The Paris Apartment by Lucy Foley

This was a very juicy thriller, about a woman who flees her troubled life in the UK to stay with her brother at his apartment in Paris. When she shows up, he is missing, things in the apartment seem awry and the other residents aren’t friendly. As she tries to figure out where her brother is and what mysteries live in the luxurious building, she stumbles upon a web of secrets that put her life at risk.

This book genuinely surprised me a few times and took extra twists and turns that I didn’t see coming! The protagonist was a little bit annoying and definitely made very dumb choices that put her in danger, but that was pretty much the point of the book, so it helped the plot along at least.

Bright Ruined Things by Samantha Cohoe

A YA fantasy loosely based on The Tempest, and set on a magical island owned by a mysterious family that controls the magic and the spirits on the island for profit .The daughter of the former manager of the island is deeply intertwined with the family and their dynamics, best friends with the rebellious granddaughter and in love with the grandson, and desperate to learn how to harness the magic.
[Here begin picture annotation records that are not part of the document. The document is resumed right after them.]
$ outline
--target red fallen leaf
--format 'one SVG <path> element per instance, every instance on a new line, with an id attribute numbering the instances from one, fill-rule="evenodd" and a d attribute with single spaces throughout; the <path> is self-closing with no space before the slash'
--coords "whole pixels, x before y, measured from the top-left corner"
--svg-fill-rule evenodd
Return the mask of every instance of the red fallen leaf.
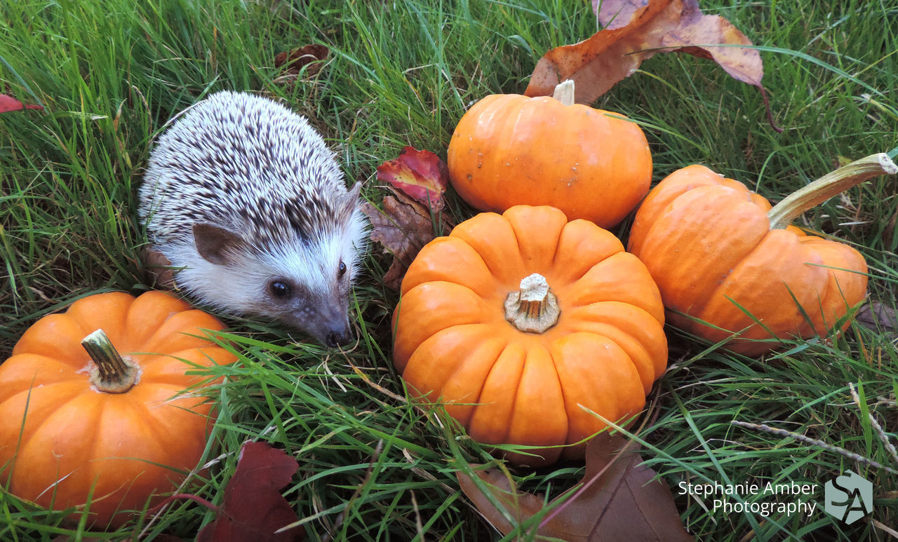
<path id="1" fill-rule="evenodd" d="M 670 488 L 660 480 L 652 481 L 655 472 L 641 463 L 642 458 L 628 449 L 623 438 L 607 433 L 594 437 L 586 444 L 584 485 L 572 490 L 573 496 L 541 520 L 535 534 L 568 542 L 693 540 L 682 527 Z M 462 491 L 503 534 L 512 532 L 515 526 L 494 501 L 515 524 L 545 508 L 542 497 L 519 491 L 502 472 L 474 472 L 488 485 L 492 500 L 468 475 L 459 471 Z M 568 493 L 558 499 L 569 495 Z"/>
<path id="2" fill-rule="evenodd" d="M 763 66 L 752 41 L 719 15 L 706 15 L 697 0 L 593 0 L 603 30 L 547 52 L 539 60 L 527 96 L 550 96 L 566 79 L 578 103 L 592 103 L 656 53 L 683 52 L 709 58 L 730 76 L 758 87 L 773 124 Z M 736 47 L 733 47 L 736 46 Z"/>
<path id="3" fill-rule="evenodd" d="M 0 113 L 21 111 L 22 109 L 43 109 L 43 106 L 24 104 L 7 94 L 0 94 Z"/>
<path id="4" fill-rule="evenodd" d="M 305 538 L 303 527 L 277 531 L 299 520 L 280 490 L 299 463 L 267 442 L 244 442 L 237 468 L 224 488 L 218 515 L 203 527 L 197 542 L 294 542 Z"/>
<path id="5" fill-rule="evenodd" d="M 425 206 L 439 211 L 449 186 L 449 170 L 430 151 L 406 146 L 398 158 L 377 166 L 377 180 L 387 182 Z"/>
<path id="6" fill-rule="evenodd" d="M 321 69 L 322 60 L 328 57 L 330 50 L 319 43 L 310 43 L 303 47 L 296 48 L 291 51 L 278 53 L 275 57 L 275 66 L 283 67 L 284 73 L 291 75 L 299 75 L 305 68 L 305 74 L 314 75 Z"/>
<path id="7" fill-rule="evenodd" d="M 411 199 L 387 196 L 382 205 L 383 211 L 365 202 L 362 212 L 371 224 L 371 240 L 381 243 L 384 252 L 393 255 L 383 284 L 399 290 L 405 270 L 418 251 L 434 239 L 434 223 L 427 209 Z"/>

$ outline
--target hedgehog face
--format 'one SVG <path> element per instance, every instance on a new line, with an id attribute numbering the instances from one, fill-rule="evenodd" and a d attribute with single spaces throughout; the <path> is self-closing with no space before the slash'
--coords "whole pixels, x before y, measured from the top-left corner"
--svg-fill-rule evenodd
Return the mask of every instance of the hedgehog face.
<path id="1" fill-rule="evenodd" d="M 365 249 L 359 184 L 323 138 L 275 101 L 224 91 L 179 116 L 150 154 L 138 214 L 178 285 L 200 302 L 349 340 Z"/>
<path id="2" fill-rule="evenodd" d="M 199 258 L 193 261 L 199 265 L 183 269 L 178 280 L 218 307 L 278 319 L 328 346 L 345 345 L 352 338 L 349 294 L 365 225 L 357 209 L 347 218 L 314 239 L 264 246 L 219 226 L 194 224 Z"/>

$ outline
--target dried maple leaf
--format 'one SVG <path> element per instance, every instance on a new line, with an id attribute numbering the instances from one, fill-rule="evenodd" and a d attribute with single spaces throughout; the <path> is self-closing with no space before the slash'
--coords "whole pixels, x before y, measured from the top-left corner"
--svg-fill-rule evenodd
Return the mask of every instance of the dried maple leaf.
<path id="1" fill-rule="evenodd" d="M 413 201 L 387 196 L 382 205 L 383 211 L 365 202 L 362 212 L 371 223 L 371 240 L 381 243 L 384 252 L 393 255 L 383 283 L 399 290 L 405 270 L 418 251 L 434 239 L 434 224 L 427 211 Z"/>
<path id="2" fill-rule="evenodd" d="M 205 526 L 197 542 L 292 542 L 305 538 L 303 527 L 277 532 L 299 518 L 280 490 L 290 483 L 299 464 L 283 450 L 266 442 L 245 442 L 237 468 L 224 488 L 216 520 Z"/>
<path id="3" fill-rule="evenodd" d="M 697 0 L 593 0 L 593 8 L 603 30 L 547 52 L 524 94 L 550 96 L 559 83 L 571 79 L 575 100 L 592 103 L 656 53 L 684 52 L 710 58 L 732 77 L 758 87 L 773 126 L 761 83 L 761 55 L 728 21 L 702 13 Z"/>
<path id="4" fill-rule="evenodd" d="M 319 43 L 310 43 L 296 48 L 291 51 L 277 53 L 275 57 L 275 66 L 283 68 L 289 75 L 299 75 L 305 67 L 305 74 L 314 75 L 321 69 L 323 60 L 328 57 L 330 50 Z"/>
<path id="5" fill-rule="evenodd" d="M 449 186 L 446 163 L 430 151 L 402 148 L 399 157 L 377 166 L 377 180 L 386 182 L 434 211 L 443 208 Z"/>
<path id="6" fill-rule="evenodd" d="M 558 497 L 567 502 L 542 520 L 535 534 L 569 542 L 692 540 L 682 527 L 670 488 L 653 480 L 655 472 L 641 463 L 639 454 L 628 450 L 620 436 L 602 433 L 591 440 L 586 445 L 583 485 L 573 495 Z M 460 471 L 462 491 L 503 534 L 515 529 L 508 518 L 520 523 L 543 510 L 542 497 L 517 490 L 502 472 L 475 473 L 490 494 Z M 498 510 L 495 503 L 505 510 Z"/>
<path id="7" fill-rule="evenodd" d="M 8 94 L 0 94 L 0 113 L 21 111 L 22 109 L 43 109 L 43 106 L 24 104 Z"/>
<path id="8" fill-rule="evenodd" d="M 377 180 L 386 183 L 395 196 L 383 198 L 383 211 L 365 203 L 362 212 L 371 223 L 371 240 L 393 255 L 383 283 L 398 290 L 418 251 L 434 239 L 434 221 L 452 228 L 440 213 L 449 170 L 436 154 L 406 146 L 397 158 L 377 166 Z"/>

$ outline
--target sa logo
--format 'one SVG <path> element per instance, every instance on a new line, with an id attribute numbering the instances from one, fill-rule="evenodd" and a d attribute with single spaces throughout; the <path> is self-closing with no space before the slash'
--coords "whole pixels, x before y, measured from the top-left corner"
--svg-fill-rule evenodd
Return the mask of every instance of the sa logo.
<path id="1" fill-rule="evenodd" d="M 846 470 L 823 485 L 823 510 L 850 525 L 873 511 L 873 484 Z"/>

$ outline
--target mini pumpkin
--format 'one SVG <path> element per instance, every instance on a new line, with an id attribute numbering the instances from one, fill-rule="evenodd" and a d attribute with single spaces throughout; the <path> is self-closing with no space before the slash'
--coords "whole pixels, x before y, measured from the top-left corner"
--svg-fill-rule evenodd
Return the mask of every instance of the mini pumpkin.
<path id="1" fill-rule="evenodd" d="M 459 120 L 447 151 L 453 187 L 471 205 L 558 207 L 609 228 L 648 192 L 652 154 L 642 129 L 620 113 L 574 103 L 574 82 L 555 96 L 493 94 Z"/>
<path id="2" fill-rule="evenodd" d="M 771 208 L 745 185 L 701 165 L 671 173 L 636 214 L 629 250 L 661 291 L 668 321 L 748 355 L 779 338 L 824 335 L 867 294 L 851 247 L 788 225 L 864 179 L 894 173 L 885 154 L 849 164 Z"/>
<path id="3" fill-rule="evenodd" d="M 393 315 L 409 393 L 443 401 L 475 440 L 582 457 L 664 372 L 664 307 L 646 267 L 609 232 L 550 206 L 483 213 L 426 245 Z"/>
<path id="4" fill-rule="evenodd" d="M 191 390 L 207 379 L 188 372 L 235 359 L 201 331 L 222 328 L 155 291 L 92 295 L 39 319 L 0 365 L 0 480 L 45 508 L 90 500 L 100 527 L 175 489 L 212 423 Z"/>

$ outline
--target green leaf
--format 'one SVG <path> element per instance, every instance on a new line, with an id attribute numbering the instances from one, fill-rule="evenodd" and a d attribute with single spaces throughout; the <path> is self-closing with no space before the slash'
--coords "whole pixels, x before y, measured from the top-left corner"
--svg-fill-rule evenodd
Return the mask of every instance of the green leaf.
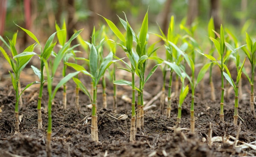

At their annual First Night celebration when they celebrate the bounty the magic has brought, she finds herself at the center of the intrigue and drama.

This book definitely started slow and built over the course of a single day in a direction that surprised me. I wasn’t sure who in the family could be trusted at any point and enjoyed seeing it all unfold.

Castles in Their Bones by Laura Sebastian

Three princesses are triplets, trained by their Empress mother in the ways of espionage and sent to marry into three other royal families and destroy them from within so their mother can take over the continent. As they each journey to their new countries, they make new friends and encounter unforeseen enemies. They try to figure out who to trust and what the larger plan is that they are each playing an important part in.

Personally, I love this type of YA fantasy, where royal teens are falling in love in spite of themselves, uncovering sinister plots and realizing that they are just small parts of something much bigger (so that you want to read the other books in the series!). The end of the book had a few shocking moments, and I really enjoyed how they painted the four distinct kingdoms, and their climates, cultures and traditions.